| New Zealand captain Stephen Fleming with the trophy in Hamilton Tuesday. (AFP)
Hamilton: A badly mauled Indian side received some much-needed morale-boosting on Tuesday at the end of its nightmarish tour of New Zealand. While their skipper Sourav Ganguly exhorted them to “hold their heads high”, host captain Stephen Fleming admitting the Indians “had more talent in them than the pitches allowed them to show”.
Sourav spoke briefly, after India lost the seventh and last one-dayer by six wickets, telling his boys not to feel low despite the disappointing results on the tour.
“I know it’s not gone our way, but keep your heads high. We are a good side and I know we’ll do well in the future,” he said thanking his teammates for the “hard work they have put in.”
Fleming conceded that India’s poor performance had a lot to do with the pitches and said the team would definitely put up a better show in the World Cup.
Addressing the beleaguered Indian captain directly, Fleming said, “We know you’ve got more talent than what the pitches here allowed you to show and we know that you will be a real threat in the World Cup. We look forward to seeing you in the Super Sixes”.
The Black Caps skipper was happy that his team’s success had boosted the confidence of the players ahead of the World Cup.
“This was a real war of attrition.
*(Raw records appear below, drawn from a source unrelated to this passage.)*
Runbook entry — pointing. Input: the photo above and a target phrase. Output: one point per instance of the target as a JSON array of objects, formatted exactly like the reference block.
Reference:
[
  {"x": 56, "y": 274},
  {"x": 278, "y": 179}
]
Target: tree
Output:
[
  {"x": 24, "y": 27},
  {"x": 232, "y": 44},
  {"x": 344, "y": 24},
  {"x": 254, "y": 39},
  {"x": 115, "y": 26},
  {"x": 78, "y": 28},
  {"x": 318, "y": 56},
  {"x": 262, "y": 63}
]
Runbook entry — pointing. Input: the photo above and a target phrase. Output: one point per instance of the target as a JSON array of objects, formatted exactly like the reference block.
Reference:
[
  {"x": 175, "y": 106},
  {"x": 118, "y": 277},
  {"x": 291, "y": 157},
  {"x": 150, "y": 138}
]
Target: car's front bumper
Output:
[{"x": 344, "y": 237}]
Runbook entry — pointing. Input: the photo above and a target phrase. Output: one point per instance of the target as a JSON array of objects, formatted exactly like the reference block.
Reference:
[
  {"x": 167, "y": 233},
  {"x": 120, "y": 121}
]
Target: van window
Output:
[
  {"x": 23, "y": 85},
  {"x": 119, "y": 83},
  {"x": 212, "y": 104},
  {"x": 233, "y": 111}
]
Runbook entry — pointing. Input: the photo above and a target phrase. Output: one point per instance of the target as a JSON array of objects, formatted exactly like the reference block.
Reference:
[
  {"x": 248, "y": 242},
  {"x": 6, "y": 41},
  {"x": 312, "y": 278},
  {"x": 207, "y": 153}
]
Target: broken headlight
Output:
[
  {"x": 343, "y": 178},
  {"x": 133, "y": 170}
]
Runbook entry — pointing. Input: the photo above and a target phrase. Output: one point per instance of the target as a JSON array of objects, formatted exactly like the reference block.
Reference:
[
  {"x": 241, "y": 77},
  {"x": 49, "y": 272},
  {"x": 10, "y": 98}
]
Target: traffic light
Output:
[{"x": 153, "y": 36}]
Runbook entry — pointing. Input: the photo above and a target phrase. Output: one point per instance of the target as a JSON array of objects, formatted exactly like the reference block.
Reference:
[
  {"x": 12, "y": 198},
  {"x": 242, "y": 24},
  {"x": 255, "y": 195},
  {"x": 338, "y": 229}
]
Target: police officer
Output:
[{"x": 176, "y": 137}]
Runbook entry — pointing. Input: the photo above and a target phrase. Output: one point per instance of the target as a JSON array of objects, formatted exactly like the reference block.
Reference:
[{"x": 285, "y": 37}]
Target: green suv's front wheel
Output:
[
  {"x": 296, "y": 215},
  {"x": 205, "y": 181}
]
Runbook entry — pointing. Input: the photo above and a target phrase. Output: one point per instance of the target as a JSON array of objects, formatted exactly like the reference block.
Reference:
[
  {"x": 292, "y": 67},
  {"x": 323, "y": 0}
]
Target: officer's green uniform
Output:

There were games that we had to win and we set about doing just that.
“The series has been bowler-dominated and I know that we will go to South Africa with a lot of confidence,” Fleming said.
Fleming was satisfied with the quality of his bowling attack throughout the series, and also had a word of praise for the Indian bowlers.
“I know they (Indian bowlers) hunted in packs and they must have also gained a great deal of confidence. The batters have struggled on this tour. So you have one half of the side which is looking forward to the World Cup and the other half that has some work to do,” Fleming said.
Fleming, adjudged Man-of the Match, said: “It’s been a very difficult summer for our batting unit, full stop. We have our techniques scrutinised on wickets that have been very, very bowler-friendly and that’s often been overlooked, which peeves us a bit.
“The surfaces need to be looked at a lot more closely. You start questioning your belief on the sort of poor surfaces we have experienced.
“I think it’s fair to say the wickets throughout the summer have been below par, it’s as simple as that.
“We’ve beaten a very good side in tough conditions and there’s no reason we can’t play even better in better conditions.